A Renovated Memorial Stadium Will be Safe

Publisher
Posted Jan 29, 2007


(So says Cal in Superior Court filings). Superior Court Judge Barbara Miller is expected to rule today (Monday) on plaintiff's requests for a TRO - a temporary restraining order - that if granted would put Cal's Student Athlete High Performance Center ("SAHPC") on hold while the various lawsuits are adjudicated in a future trial.

Perhaps because Memorial Stadium safety is not a key issue in the present court hearings, little attention has been focused on basic Stadium safety issues. Some opponents of the project claim that a renovated stadium can never be safe because it is situated directly on the Hayward Fault, one of the more likely faults in the state to rupture. But that may be because few researchers have examined the University's claims in detail.

The project does NOT call for the western side of the stadium to be built as a single strong reinforced structure. Instead, the west side will be divided into a series of discrete building blocks that can move independently of each other.

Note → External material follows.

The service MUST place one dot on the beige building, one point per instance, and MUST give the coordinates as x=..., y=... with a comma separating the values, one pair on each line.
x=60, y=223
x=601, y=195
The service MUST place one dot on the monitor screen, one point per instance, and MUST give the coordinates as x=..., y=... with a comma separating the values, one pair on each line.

The blocks will be separated by 4 to 5 foot "joints" and individually supported on concrete mat foundations - each with stiffening concrete shear walls on all sides. This approach creates a series of strong stiff bunker-like units that could individually translate, rotate, and tilt in response to fault movement without causing significant internal damage to the block.

Each of the blocks will be constructed on a common base elevation with joints that would allow each block to move in the event of a fault rupture - without inducing loads to other parts of the stadium.

The author of the document filed with the court that addresses these stadium design issues is David Friedman, President of Forell/Elsesser Engineers - and a practicing structural and earthquake engineer with 31 years of experience. He supervised the base isolation retrofit of San Francisco City Hall, the Asian Art Museum, Oakland City Hall, and the Berkeley Civic Center - note that the City of Berkeley was F/E's client in the latter case.

The design of the stadium retrofit - as also that for the SAHPC - has gone through multiple layers of independent technical review by (for example) Degenkolb Engineers, Comartin Consulting, several professors of structural engineering (including Jack Moehle, the Director of the Pacific Earthquake Engineering Research Center, and Prof. Jonathan Bray, Geotechnical Engineer and one of the world's leading experts on fault rupture mechanics), and by the Geotechnical Engineers of Record, Geomatrix Consultants, a diversified technical consulting and engineering firm with offices throughout North America.